Let’s evaluate each provision separately.
2. Section 115BBH – Tax on Income from Virtual Digital Asset
This provision provides that income arising from the transfer of virtual digital assets is taxable under Section 115BBH at the rate of 30%. A “virtual digital asset” includes cryptocurrencies, NFTs and any other digital asset as notified. The units of Bitcoin ETFs may not be covered within the meaning of VDA as investors have not invested directly in the cryptocurrency. Instead, the Asset Management Companies (AMCs) may be taxed under this provision. Given that these USA AMCs are not subject to taxation in India, investors are not obligated to pay tax under Section 115BBH in this scenario. However, if the government notifies Bitcoin Spot ETF as VDA in the third class mentioned above, the resultant gains can be taxable under this provision. Until that happens, this provision may not apply.

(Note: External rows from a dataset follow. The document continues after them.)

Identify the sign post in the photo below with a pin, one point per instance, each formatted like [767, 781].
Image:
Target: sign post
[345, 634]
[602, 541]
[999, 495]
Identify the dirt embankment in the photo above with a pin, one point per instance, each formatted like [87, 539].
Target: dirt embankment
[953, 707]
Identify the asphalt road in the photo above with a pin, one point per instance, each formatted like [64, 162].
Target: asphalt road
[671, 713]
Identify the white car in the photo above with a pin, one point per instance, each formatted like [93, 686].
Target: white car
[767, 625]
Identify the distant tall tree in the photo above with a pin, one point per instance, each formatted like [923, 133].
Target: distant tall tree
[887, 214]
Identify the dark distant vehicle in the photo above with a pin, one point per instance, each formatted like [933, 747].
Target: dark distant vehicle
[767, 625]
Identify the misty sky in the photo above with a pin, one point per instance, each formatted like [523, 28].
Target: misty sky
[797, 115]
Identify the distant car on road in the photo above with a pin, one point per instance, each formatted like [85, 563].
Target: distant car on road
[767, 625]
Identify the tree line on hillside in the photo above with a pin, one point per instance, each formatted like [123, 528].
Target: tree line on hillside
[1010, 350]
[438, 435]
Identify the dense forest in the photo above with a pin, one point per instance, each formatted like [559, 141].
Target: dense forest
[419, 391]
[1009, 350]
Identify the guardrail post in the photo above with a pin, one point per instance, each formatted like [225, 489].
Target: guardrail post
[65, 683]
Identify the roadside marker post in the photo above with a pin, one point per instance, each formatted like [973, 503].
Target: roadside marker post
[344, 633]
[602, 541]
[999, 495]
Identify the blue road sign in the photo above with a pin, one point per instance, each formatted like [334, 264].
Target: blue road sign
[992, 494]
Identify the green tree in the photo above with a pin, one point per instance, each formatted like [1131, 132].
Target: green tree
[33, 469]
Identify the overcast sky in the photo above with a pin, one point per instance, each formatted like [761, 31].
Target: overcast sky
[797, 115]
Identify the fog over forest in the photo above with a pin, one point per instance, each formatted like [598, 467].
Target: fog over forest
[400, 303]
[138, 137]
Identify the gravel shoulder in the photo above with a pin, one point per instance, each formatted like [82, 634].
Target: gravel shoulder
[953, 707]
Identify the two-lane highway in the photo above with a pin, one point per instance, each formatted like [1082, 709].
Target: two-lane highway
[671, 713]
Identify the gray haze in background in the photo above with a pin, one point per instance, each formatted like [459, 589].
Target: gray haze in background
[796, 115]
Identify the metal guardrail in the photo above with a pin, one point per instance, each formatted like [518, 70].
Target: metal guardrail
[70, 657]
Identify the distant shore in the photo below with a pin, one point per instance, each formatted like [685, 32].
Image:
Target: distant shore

3. Section 50AA – Tax on Capital Gains from Specified Mutual Funds
Section 50AA contains provisions for computing capital gains arising from transferring units of a Specified Mutual Fund (“SMF”). The specified mutual fund means a mutual fund (including ETF) that invests more than 65% of its total proceeds in debt-based securities, such as debt instruments and money market instruments. Since Bitcoin ETFs do not invest in debt instruments, they should be excluded from the purview of taxability under Section 50AA.
4. Section 112 – Tax on
Long-term Capital Gains
Section 112 is a residuary provision to tax long-term capital gains arising from transferring any capital asset. This provision applies when other special provisions are not invoked to tax long-term capital gains. According to Section 112, long-term capital gains arising from transferring a long-term capital asset on or after 23-07-2024 are taxable at 12.5% without indexation benefit. Where the capital asset is transferred on or before 2207-2024, the long-term capital gain shall be taxable at 20% after the indexation benefit. In the context of Bitcoin ETFs, units held for more than 24 months before the date of transfer should be regarded as long-term capital assets. If transferred on or before 2207-2024, the holding period shall be 36 months.
5. Conclusion
Section 50AA may not apply to tax gains arising from the transfer of such units because they are not covered within the definition of “specified mutual funds”. Similarly, Section 115BBH may only apply if the CBDT issues a notification explicitly including Bitcoin ETFs within the meaning of VDAs.
Consequently, the taxation of long-term capital gains from transferring units of Bitcoin Spot ETFs should be covered under the residuary provisions of Section 112. Regarding short-term capital gains resulting from the transfer of units within 24 months or less, taxation should follow the applicable tax rates for the assessee.
In this Budget, the Government could consider giving the same treatment to the Bitcoin ETF and Bitcoin. If that happens, all credit goes to Donald Trump.